К сожалению, кроме короткого рассказа о Вавиле, который известен из "Винограда Российского", и отрывка протокола его допроса, история не сохранила о нем почти никаких известий. Сам же С. Денисов, частично придерживавшийся как раз "капитоновского направления раскола", не захотел оставить каких-либо более основательных свидетельств о возможном влиянии этого бывшего "парижстей академии" студента на значительную часть беспоповского старообрядчества.

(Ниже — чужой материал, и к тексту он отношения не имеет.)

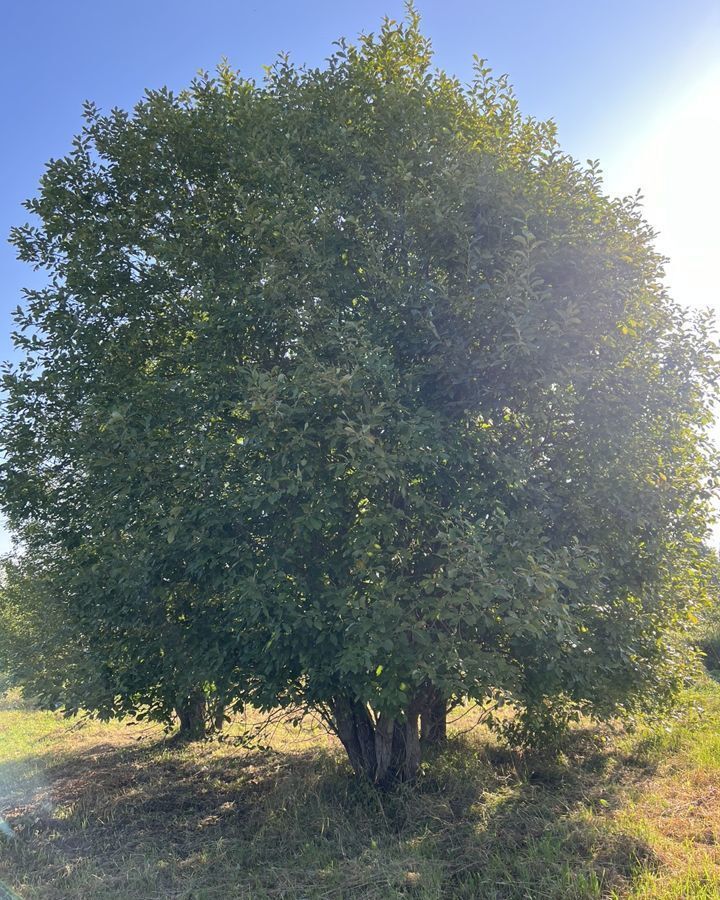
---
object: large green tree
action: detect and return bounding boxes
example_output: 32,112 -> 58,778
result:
0,9 -> 717,783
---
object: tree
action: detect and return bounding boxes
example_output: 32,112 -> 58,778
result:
1,7 -> 717,784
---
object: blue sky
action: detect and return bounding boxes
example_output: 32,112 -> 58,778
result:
0,0 -> 720,552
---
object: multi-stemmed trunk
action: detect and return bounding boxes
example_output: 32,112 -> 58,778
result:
420,688 -> 447,750
175,688 -> 208,741
332,698 -> 421,787
332,688 -> 447,787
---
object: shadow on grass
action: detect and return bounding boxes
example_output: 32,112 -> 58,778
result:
0,728 -> 653,900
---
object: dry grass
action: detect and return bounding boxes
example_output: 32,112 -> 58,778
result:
0,680 -> 720,900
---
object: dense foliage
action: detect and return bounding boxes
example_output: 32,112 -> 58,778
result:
1,10 -> 717,781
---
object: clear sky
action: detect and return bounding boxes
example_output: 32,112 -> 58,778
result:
0,0 -> 720,552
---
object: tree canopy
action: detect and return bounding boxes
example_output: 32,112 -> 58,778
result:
0,8 -> 718,782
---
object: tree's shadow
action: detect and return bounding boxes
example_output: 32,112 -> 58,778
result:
0,724 -> 653,900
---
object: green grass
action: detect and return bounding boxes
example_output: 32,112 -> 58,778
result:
0,679 -> 720,900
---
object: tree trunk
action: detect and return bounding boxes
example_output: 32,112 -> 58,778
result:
333,698 -> 421,788
175,688 -> 208,741
420,688 -> 447,749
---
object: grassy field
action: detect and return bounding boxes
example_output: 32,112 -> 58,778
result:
0,678 -> 720,900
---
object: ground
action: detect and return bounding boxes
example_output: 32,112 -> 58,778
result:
0,678 -> 720,900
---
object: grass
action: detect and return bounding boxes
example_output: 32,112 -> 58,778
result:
0,678 -> 720,900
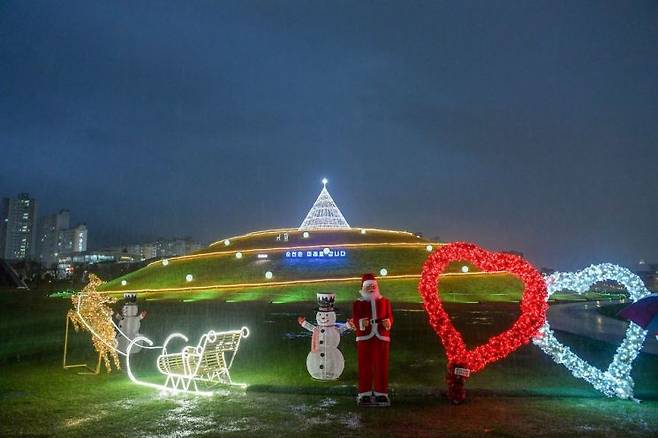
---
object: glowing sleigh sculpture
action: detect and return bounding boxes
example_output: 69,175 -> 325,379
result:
126,327 -> 249,395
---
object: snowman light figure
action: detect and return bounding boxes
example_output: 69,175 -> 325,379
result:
115,293 -> 146,353
297,293 -> 349,380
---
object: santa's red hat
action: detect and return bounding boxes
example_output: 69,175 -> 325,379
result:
361,272 -> 377,287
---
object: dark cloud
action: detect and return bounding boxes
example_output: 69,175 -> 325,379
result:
0,1 -> 658,268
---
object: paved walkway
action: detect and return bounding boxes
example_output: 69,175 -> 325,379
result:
548,301 -> 658,355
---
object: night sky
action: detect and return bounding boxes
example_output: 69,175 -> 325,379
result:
0,0 -> 658,269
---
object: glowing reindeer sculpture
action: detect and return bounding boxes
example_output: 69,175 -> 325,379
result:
126,327 -> 249,395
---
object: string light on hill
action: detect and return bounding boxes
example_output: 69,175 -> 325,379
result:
533,263 -> 651,399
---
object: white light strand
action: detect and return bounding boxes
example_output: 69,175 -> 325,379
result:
126,327 -> 249,396
533,263 -> 651,399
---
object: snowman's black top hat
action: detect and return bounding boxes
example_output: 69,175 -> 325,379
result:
316,292 -> 336,312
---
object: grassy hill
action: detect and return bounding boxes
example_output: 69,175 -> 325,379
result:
101,228 -> 520,301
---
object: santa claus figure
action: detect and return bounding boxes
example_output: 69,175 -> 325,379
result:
350,274 -> 393,406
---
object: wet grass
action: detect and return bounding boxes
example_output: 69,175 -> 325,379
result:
0,289 -> 658,436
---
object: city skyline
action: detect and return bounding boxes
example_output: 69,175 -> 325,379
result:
0,2 -> 658,269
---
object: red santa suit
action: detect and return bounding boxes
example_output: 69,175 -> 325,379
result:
352,275 -> 393,397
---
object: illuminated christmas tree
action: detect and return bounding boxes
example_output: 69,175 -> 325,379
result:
299,178 -> 351,230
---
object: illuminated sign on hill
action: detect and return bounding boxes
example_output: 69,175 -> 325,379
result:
286,248 -> 347,259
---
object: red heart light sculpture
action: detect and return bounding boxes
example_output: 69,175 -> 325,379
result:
418,242 -> 548,373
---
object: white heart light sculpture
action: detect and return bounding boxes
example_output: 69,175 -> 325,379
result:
533,263 -> 651,399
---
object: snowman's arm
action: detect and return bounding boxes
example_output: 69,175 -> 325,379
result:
301,321 -> 316,332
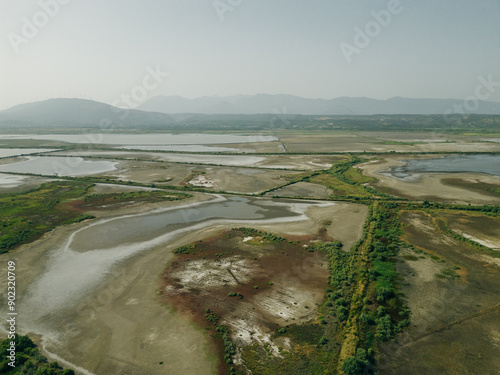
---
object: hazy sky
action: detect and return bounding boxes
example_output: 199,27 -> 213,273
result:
0,0 -> 500,109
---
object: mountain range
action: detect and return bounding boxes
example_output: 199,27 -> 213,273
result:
0,94 -> 500,129
138,94 -> 500,115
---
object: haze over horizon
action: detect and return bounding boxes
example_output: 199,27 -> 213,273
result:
0,0 -> 500,110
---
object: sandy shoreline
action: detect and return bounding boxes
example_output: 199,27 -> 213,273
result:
0,194 -> 367,374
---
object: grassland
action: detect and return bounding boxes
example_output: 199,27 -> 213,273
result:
0,180 -> 190,252
0,131 -> 500,375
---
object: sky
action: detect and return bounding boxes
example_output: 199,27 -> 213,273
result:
0,0 -> 500,110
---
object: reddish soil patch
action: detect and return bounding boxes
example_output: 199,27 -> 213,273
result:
162,229 -> 328,373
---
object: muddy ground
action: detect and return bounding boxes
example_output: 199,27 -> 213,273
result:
163,230 -> 329,374
379,212 -> 500,375
0,194 -> 367,375
359,156 -> 500,204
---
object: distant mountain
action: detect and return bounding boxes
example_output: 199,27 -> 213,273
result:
138,94 -> 500,115
0,99 -> 174,128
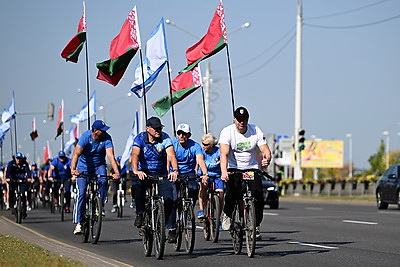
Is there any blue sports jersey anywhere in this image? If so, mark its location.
[51,158,72,180]
[132,132,172,175]
[77,130,113,174]
[172,139,203,174]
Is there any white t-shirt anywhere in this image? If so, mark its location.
[219,124,267,170]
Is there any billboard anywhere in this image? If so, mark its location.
[301,140,343,168]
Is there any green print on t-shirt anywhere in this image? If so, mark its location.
[236,141,251,150]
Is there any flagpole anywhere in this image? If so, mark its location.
[226,44,235,114]
[167,60,176,137]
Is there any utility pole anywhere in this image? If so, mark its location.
[294,0,303,179]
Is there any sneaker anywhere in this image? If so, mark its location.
[134,214,143,228]
[197,210,204,220]
[168,229,176,243]
[256,226,262,240]
[111,205,118,213]
[74,224,82,235]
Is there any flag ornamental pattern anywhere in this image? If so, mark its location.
[96,6,140,86]
[61,5,86,63]
[152,66,202,117]
[30,118,39,141]
[181,1,228,72]
[131,18,168,98]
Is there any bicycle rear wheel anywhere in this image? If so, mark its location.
[153,200,166,259]
[183,204,196,254]
[230,204,243,255]
[244,200,256,258]
[210,195,220,243]
[90,196,103,244]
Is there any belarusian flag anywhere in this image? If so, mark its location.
[181,1,228,72]
[152,66,202,117]
[30,117,39,141]
[61,2,86,63]
[54,100,64,139]
[96,6,141,86]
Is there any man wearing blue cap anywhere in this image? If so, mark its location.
[48,150,72,213]
[71,120,119,235]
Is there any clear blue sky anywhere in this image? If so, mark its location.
[0,0,400,171]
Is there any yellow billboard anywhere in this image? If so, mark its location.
[301,140,343,168]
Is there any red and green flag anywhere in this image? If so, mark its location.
[181,1,228,72]
[96,6,141,86]
[30,117,39,141]
[55,100,64,139]
[61,3,86,63]
[152,66,202,117]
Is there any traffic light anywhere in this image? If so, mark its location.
[299,129,306,151]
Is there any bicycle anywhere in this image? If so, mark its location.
[140,175,167,259]
[203,178,221,243]
[174,174,198,254]
[79,173,112,244]
[230,170,256,258]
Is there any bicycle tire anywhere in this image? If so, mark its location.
[174,208,183,251]
[140,210,153,257]
[183,203,196,254]
[230,203,243,255]
[90,196,103,244]
[244,200,256,258]
[81,200,91,243]
[210,195,221,243]
[58,190,65,222]
[153,200,166,260]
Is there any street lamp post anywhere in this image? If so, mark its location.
[382,131,390,169]
[346,133,353,178]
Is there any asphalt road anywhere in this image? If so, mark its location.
[0,199,400,267]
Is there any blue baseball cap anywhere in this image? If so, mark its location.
[92,120,110,132]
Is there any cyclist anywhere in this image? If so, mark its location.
[6,152,31,218]
[47,150,72,213]
[71,120,119,235]
[199,133,224,225]
[27,162,40,211]
[219,107,271,239]
[111,156,127,213]
[172,123,208,222]
[131,117,178,243]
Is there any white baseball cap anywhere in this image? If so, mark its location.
[176,123,192,133]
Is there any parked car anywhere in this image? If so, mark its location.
[262,173,280,209]
[376,164,400,209]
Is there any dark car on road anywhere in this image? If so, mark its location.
[376,164,400,209]
[262,173,280,209]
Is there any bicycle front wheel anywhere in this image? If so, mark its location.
[90,196,103,244]
[153,200,166,259]
[244,200,256,258]
[210,195,220,243]
[183,204,196,254]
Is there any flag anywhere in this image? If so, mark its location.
[181,1,228,72]
[120,111,139,168]
[61,2,86,63]
[54,99,64,139]
[43,140,51,164]
[96,6,140,86]
[30,117,39,141]
[69,91,96,124]
[131,18,168,97]
[152,66,202,117]
[1,91,17,122]
[64,124,79,156]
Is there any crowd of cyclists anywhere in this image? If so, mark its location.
[0,107,271,260]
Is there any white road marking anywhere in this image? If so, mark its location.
[289,242,339,249]
[342,220,378,225]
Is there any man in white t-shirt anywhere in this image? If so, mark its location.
[219,107,271,239]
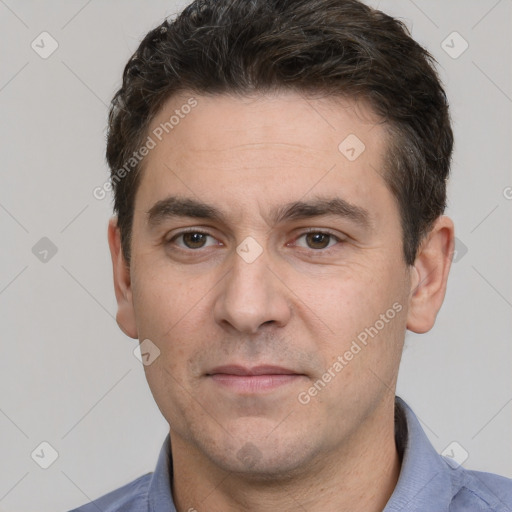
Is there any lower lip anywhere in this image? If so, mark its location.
[211,373,302,393]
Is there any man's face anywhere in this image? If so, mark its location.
[119,93,411,476]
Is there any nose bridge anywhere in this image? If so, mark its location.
[215,237,289,333]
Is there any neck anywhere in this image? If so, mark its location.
[171,401,400,512]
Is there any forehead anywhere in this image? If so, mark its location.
[137,92,388,220]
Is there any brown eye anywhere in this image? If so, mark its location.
[295,231,342,251]
[181,232,208,249]
[306,233,331,249]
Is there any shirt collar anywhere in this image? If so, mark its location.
[148,397,459,512]
[383,397,460,512]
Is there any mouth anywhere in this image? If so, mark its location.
[207,365,305,394]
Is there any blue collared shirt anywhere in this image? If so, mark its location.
[71,397,512,512]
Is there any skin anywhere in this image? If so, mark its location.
[109,92,454,512]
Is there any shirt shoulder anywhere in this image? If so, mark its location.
[450,470,512,512]
[70,473,153,512]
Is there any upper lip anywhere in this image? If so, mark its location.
[208,364,300,375]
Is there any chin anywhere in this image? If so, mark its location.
[203,422,314,482]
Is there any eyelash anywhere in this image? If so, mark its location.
[166,228,345,254]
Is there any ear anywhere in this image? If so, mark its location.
[108,217,139,339]
[407,215,455,334]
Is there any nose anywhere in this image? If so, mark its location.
[214,241,291,334]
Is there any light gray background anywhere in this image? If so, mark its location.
[0,0,512,512]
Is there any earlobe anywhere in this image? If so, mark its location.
[108,217,138,339]
[407,216,454,333]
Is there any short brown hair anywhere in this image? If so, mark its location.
[106,0,453,265]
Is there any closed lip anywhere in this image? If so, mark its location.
[207,365,304,376]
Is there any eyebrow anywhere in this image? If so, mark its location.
[147,196,370,228]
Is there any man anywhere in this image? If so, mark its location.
[71,0,512,512]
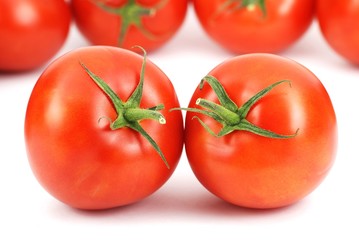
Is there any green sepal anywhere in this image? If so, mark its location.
[80,48,170,169]
[92,0,168,46]
[176,76,299,139]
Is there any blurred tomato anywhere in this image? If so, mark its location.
[0,0,71,71]
[317,0,359,65]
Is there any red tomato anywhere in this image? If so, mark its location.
[0,0,71,71]
[71,0,187,51]
[25,47,183,209]
[316,0,359,65]
[193,0,315,53]
[185,54,337,208]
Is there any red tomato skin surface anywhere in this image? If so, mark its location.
[25,47,183,209]
[316,0,359,65]
[71,0,188,51]
[0,0,71,71]
[193,0,315,54]
[185,54,338,209]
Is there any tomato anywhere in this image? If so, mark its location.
[0,0,71,71]
[193,0,315,53]
[185,53,338,209]
[71,0,188,51]
[25,46,183,209]
[317,0,359,65]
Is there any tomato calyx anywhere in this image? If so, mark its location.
[93,0,168,46]
[80,47,170,169]
[176,76,299,139]
[218,0,267,17]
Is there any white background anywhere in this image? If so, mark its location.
[0,5,359,239]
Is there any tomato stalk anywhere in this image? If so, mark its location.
[176,76,299,139]
[93,0,168,46]
[218,0,267,17]
[80,47,170,169]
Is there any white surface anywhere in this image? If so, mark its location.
[0,6,359,239]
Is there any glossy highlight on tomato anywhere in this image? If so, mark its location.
[0,0,71,72]
[193,0,315,54]
[71,0,188,51]
[185,54,338,209]
[25,46,183,209]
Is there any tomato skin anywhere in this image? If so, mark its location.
[316,0,359,65]
[193,0,315,53]
[25,47,183,209]
[185,54,337,209]
[0,0,71,71]
[71,0,188,51]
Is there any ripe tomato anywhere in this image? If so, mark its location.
[0,0,71,71]
[71,0,188,51]
[193,0,315,53]
[316,0,359,65]
[185,54,337,208]
[25,47,183,209]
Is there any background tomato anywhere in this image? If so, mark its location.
[0,0,71,71]
[316,0,359,64]
[185,54,337,208]
[193,0,315,53]
[71,0,188,51]
[25,47,183,209]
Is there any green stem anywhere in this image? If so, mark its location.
[80,48,170,169]
[176,76,299,139]
[93,0,168,46]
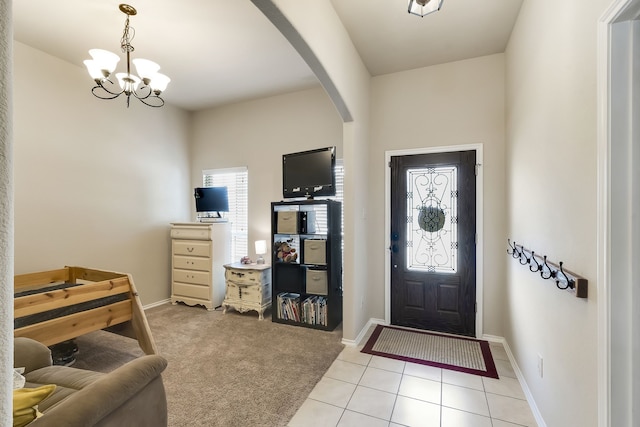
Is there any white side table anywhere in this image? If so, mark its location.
[222,262,271,320]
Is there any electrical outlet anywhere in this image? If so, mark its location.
[538,354,544,378]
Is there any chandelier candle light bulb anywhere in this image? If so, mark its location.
[84,4,171,107]
[407,0,444,18]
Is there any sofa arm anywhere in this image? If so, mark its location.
[13,337,53,374]
[33,355,167,427]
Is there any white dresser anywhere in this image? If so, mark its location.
[222,262,271,320]
[171,222,231,310]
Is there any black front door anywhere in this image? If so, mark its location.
[391,151,476,336]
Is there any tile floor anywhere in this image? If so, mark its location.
[288,332,537,427]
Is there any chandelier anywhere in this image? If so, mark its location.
[408,0,444,18]
[84,4,171,108]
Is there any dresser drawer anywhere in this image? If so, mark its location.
[172,282,211,301]
[225,282,271,305]
[173,268,211,287]
[173,255,211,271]
[224,268,270,285]
[172,240,211,258]
[171,227,211,240]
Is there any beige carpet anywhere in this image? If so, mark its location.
[74,304,343,427]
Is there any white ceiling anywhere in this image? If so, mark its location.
[13,0,523,111]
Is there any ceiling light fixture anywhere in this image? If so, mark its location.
[408,0,444,18]
[84,4,171,108]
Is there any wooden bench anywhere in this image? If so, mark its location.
[13,267,158,354]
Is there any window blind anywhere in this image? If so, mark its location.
[202,167,249,261]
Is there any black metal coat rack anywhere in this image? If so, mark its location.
[507,239,588,298]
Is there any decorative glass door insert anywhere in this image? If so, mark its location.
[406,166,458,273]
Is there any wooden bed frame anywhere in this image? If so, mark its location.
[13,267,158,354]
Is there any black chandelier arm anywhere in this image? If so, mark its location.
[91,79,124,99]
[136,95,164,108]
[91,85,124,99]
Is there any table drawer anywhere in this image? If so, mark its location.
[173,282,211,301]
[173,269,211,287]
[224,268,270,285]
[173,255,211,271]
[171,227,211,240]
[224,282,240,301]
[172,240,211,258]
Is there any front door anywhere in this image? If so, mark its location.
[390,151,476,336]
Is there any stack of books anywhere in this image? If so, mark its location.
[277,292,300,322]
[302,295,327,326]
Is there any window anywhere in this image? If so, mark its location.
[202,167,249,260]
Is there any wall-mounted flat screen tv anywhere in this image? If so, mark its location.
[193,187,229,218]
[282,147,336,199]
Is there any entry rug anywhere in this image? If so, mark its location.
[362,325,498,378]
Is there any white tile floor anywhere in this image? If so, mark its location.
[288,332,537,427]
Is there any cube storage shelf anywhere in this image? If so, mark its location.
[271,200,342,331]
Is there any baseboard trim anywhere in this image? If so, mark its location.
[142,298,171,310]
[482,334,547,427]
[342,318,387,347]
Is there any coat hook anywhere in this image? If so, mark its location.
[555,261,573,290]
[518,247,530,265]
[529,251,541,273]
[540,255,555,279]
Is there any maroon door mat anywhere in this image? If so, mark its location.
[362,325,498,378]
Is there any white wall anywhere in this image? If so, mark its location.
[505,0,608,426]
[368,54,506,336]
[14,43,192,304]
[191,87,343,259]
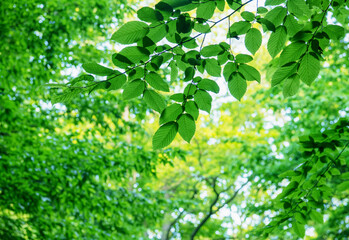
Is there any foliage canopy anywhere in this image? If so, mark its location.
[0,0,349,239]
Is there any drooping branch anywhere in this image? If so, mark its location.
[190,177,249,240]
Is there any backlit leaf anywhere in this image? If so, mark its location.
[177,114,195,143]
[153,122,178,149]
[111,21,149,44]
[143,89,166,113]
[228,72,247,101]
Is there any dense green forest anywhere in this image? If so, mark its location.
[0,0,349,240]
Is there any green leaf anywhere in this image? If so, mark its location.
[68,75,94,86]
[216,0,225,12]
[137,7,164,23]
[257,18,275,32]
[277,181,299,199]
[205,58,222,77]
[147,23,169,43]
[310,210,324,223]
[194,22,211,33]
[298,53,320,85]
[279,42,307,66]
[264,6,287,27]
[279,170,299,178]
[185,101,199,120]
[160,103,183,124]
[143,89,166,113]
[340,172,349,179]
[223,62,237,82]
[271,62,297,87]
[51,89,82,104]
[111,21,149,44]
[45,83,68,88]
[330,168,341,176]
[239,63,261,83]
[122,79,145,100]
[267,26,287,58]
[294,212,306,224]
[196,1,216,20]
[145,72,170,92]
[264,0,285,6]
[177,114,195,143]
[235,54,253,63]
[292,221,305,238]
[184,83,197,96]
[228,72,247,101]
[194,89,212,113]
[257,7,268,14]
[245,28,262,54]
[227,21,251,38]
[153,122,178,149]
[170,93,185,102]
[170,61,178,82]
[284,15,303,37]
[337,181,349,192]
[200,44,224,57]
[287,0,309,18]
[323,25,345,40]
[107,72,126,91]
[82,62,115,76]
[241,11,255,22]
[197,78,219,93]
[112,46,150,69]
[283,74,300,97]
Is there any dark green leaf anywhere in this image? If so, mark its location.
[239,64,261,83]
[292,221,305,238]
[112,46,150,69]
[227,21,251,38]
[194,89,212,113]
[145,72,170,92]
[153,122,178,149]
[170,93,185,102]
[298,53,320,85]
[160,103,183,124]
[287,0,309,18]
[245,28,262,54]
[82,62,115,76]
[223,62,237,82]
[324,25,345,40]
[228,72,247,101]
[177,114,195,143]
[310,210,324,223]
[196,1,216,20]
[197,78,219,93]
[111,21,149,44]
[280,42,307,66]
[185,101,199,120]
[267,26,287,58]
[235,54,253,63]
[264,6,287,27]
[137,7,164,23]
[264,0,285,6]
[241,11,255,22]
[201,44,224,57]
[283,74,300,97]
[205,58,222,77]
[107,72,126,91]
[122,79,145,100]
[143,89,166,113]
[284,15,303,37]
[271,62,297,87]
[337,181,349,192]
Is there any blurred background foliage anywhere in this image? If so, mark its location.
[0,0,349,239]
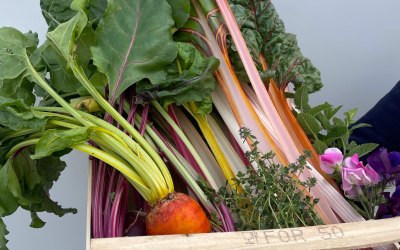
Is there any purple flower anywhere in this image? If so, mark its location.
[319,148,343,174]
[342,154,379,199]
[376,185,400,219]
[342,168,363,199]
[367,148,400,180]
[343,154,379,186]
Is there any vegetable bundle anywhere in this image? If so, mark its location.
[0,0,380,247]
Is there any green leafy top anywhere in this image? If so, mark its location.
[92,0,177,103]
[294,86,378,157]
[200,128,322,231]
[229,0,322,93]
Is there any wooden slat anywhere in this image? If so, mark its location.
[91,217,400,250]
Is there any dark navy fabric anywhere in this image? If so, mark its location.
[350,81,400,152]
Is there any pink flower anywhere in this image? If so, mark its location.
[342,154,379,199]
[343,154,379,186]
[319,148,343,174]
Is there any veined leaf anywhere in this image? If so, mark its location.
[0,216,9,250]
[313,140,328,154]
[347,143,379,157]
[136,43,219,106]
[168,0,190,29]
[350,123,372,131]
[297,113,322,136]
[31,127,91,159]
[40,0,76,31]
[92,0,177,103]
[0,161,21,217]
[294,86,310,111]
[228,0,322,93]
[0,95,47,130]
[47,0,88,60]
[326,126,349,139]
[29,212,46,228]
[307,103,332,116]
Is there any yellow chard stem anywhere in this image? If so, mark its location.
[185,102,236,187]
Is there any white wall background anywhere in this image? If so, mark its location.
[0,0,400,250]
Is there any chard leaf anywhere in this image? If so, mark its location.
[168,0,190,29]
[294,86,310,111]
[137,43,219,106]
[41,42,81,93]
[92,0,177,103]
[41,27,106,94]
[40,0,76,31]
[13,147,76,216]
[0,216,9,250]
[87,0,108,28]
[40,0,107,31]
[297,113,322,138]
[31,127,91,159]
[326,126,349,139]
[29,212,46,228]
[0,96,47,131]
[307,102,332,116]
[228,0,322,93]
[313,140,328,154]
[0,161,21,217]
[0,27,37,80]
[347,143,379,157]
[0,72,36,105]
[350,123,372,131]
[47,0,88,60]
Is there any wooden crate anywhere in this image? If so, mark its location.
[86,167,400,250]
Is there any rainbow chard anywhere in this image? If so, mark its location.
[202,1,368,222]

Неизвестны причины, которые привели француза-протестанта – современника кардинала Ришелье, в заволжские леса. Но именно там, по мнению писателя Д. Жукова, Вавила Лютор, «вериги тяжкие на себя положив», довёл до крайности взгляды своего учителя Капитона и проповедовал впоследствии массовые самосожжения – деяния, несовместимые с догматами даже самых аскетических религий [4, с. 28 – 29]. Впрочем, учитывая кровавое поведение сектантов из знаменитой «Мюнстерской коммуны» в Германии, а также жуткие «революционные» эксперименты европейских анабаптистов и более ранних тайных альбигойских сект, вряд ли стоит удивляться жутким последствиям распространения радикальных ересей в России. Вавила Лютор, как и остальные «лесные старцы», готовился к скорому концу света, который ожидался ими в 1666 году. Пропаганда разрушительных ультрапротестантских идей под видом возвращения к «истинному христианству» являлась своего рода очередным вариантом идеологической провокации с целью экспорта внешней «революции» в виде разжигания и распространения духовной смуты в условиях неспокойного «бунташного века». Тем более не следует забывать и о том, что все революции и крупные военные конфликты XV – XVII веков как правило были облачены именно в религиозные одеяния.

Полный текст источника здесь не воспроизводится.